Google just came out swinging against OpenAI's GPT-4o with its own Project Astra. This universal AI agent is designed to be your assistant for everyday life tasks and leverages your phone's camera and voice recognition to give responses.
And Google demoed Project Astra using smart glasses as well.
To be clear, Astra is coming to phones first and will be called Gemini Live, but it has the potential to move to other form factors over time. But I can say the demo shown at Google I/O 2024 is impressive.

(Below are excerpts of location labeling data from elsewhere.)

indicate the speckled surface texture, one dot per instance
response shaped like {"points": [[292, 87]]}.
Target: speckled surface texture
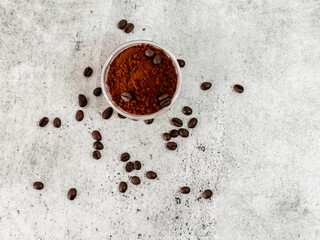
{"points": [[258, 151]]}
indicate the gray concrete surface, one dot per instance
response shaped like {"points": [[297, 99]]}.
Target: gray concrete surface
{"points": [[258, 151]]}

Google says that Project Astra can understand and respond to the world like people do — and it can take in and remember what it sees and hears to understand context and take action. You can also speak to it naturally without experiencing lag.
The agents that power Project Astra were built on Google's Gemini model and other task-specific models. It can process info faster by continuously processing video and speech input.
During the Project Astra demo, a person held up an Android phone and kept the camera's live video open while asking a series of questions. Project Astra didn't miss a beat.
For example, when pointing the phone's camera at a table and asking what makes sound, Astra found a computer speaker. Then the woman circled the top part of the speaker and asked Astra what it is. She correctly responded a tweeter.
From there, Astra was able to provide a creative alliteration about a bunch of crayons, identify what part of the code does when being pointed at a computer monitor and correctly identified the Kings Cross area of London when the camera was pointed out the window.
Then things got really interesting. The Google employee donned a pair of smart glasses and she looked at a board and asked what does this remind you of while staring at an illustration. What does this remind you of? Schrödinger's cat, replied Astra.
While holding a stuffed animal tiger next to a golden retriever, Project Astra was asked to come up with a band name on the fly. Answer: Golden Stripes.
Overall, Project Astra's spatial understanding and video processing seem impressive, and I'm excited to see where Google takes this AI agent. It's coming to Gemini app later this year and we can't wait to test it out.